Mr. Chouhan says his group, which uses WhatsApp to plan its raids on upcoming church services, has 5,000 members. It is part of a constellation of Hindu nationalist organizations across the country, including the Rashtriya Swayamsevak Sangh, or R.S.S., as well as many members of Mr. Modi’s Bharatiya Janata Party, or the B.J.P.
“The B.J.P. is really into this issue, big time,” said Gaurav Tiwari, a party youth leader in Madhya Pradesh.
His B.J.P. comrades in the neighboring state of Chhattisgarh recently conducted several anti-Christian marches during which they belted out: “Converters! Let’s beat them with shoes!” In September, they did exactly that: A throng of young B.J.P. workers from the same chapter barged into a Chhattisgarh police station and hurled shoes at two pastors and beat them up — right in front of police officers.
Dilip Chouhan is part of a growing network of anti-Christian muscle. Energized by a new anti-conversion law in Madhya Pradesh, he and scores of other Hindu nationalists have stormed churches.
“They want to remove us from society,” said Sukh Lal Kumre, a threadbare farmer and a Christian, who sat in a field just outside Bilawar Kalan.
When asked about the social boycott of Christians in Bilawar Kalan, Mesh Lal Chanchal, one of the village’s B.J.P. members, was not apologetic. “We are doing this to coerce them back to society,” he said.
“I slapped that pastor five or six times,” bragged Rahul Rao, a 34-year-old contractor and officer holder of the B.J.P. youth cell. “It was immensely satisfying.”
In this case, police officers have charged Mr. Rao, who was bailed out by other B.J.P. members.
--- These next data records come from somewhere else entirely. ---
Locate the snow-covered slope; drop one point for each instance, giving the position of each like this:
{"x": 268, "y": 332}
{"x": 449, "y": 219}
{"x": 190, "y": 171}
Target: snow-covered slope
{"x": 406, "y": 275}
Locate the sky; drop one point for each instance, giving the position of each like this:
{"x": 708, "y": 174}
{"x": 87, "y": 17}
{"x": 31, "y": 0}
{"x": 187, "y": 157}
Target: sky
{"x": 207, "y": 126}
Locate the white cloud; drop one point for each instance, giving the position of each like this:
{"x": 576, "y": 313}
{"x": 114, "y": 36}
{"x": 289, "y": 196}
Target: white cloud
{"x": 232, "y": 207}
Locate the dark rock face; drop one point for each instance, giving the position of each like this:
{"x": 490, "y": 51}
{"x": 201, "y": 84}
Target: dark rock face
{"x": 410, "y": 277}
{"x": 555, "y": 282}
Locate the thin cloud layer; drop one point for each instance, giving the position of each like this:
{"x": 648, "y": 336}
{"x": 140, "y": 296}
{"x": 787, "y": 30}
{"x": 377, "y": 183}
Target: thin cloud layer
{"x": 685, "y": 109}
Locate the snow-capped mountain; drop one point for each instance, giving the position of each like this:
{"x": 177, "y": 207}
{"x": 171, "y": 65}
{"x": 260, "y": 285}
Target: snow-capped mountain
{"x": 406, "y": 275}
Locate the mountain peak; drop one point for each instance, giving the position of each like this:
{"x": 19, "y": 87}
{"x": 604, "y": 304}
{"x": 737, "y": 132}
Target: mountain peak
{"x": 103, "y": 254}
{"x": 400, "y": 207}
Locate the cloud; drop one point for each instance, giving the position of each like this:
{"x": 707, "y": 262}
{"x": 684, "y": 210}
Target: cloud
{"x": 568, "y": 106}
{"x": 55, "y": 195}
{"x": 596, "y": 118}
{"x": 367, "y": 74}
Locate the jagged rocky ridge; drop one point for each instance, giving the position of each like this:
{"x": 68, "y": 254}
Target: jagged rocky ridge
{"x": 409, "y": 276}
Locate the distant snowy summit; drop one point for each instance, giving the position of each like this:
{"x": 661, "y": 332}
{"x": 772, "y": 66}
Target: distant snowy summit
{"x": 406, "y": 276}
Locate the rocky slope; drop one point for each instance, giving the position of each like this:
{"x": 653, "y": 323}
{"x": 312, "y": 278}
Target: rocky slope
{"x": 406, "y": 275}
But in many cases, the authorities take the mob’s side.
A recently leaked letter, from a top police official in Chhattisgarh to his underlings, reads: “Keep a constant vigil on the activities of Christian missionaries.”
Another leaked document, from a district administrator in Baghpat, in the state of Uttar Pradesh, last year denied Christians the right to celebrate Christmas at a church. And just a few weeks ago, an esteemed Hindu priest presented, in public, with B.J.P. leaders sharing a stage with him,
his remedy for those who try to convert others: beheading.
Christians in states such as Kerala and Goa, which have large historic Christian communities, face much less persecution, if any at all.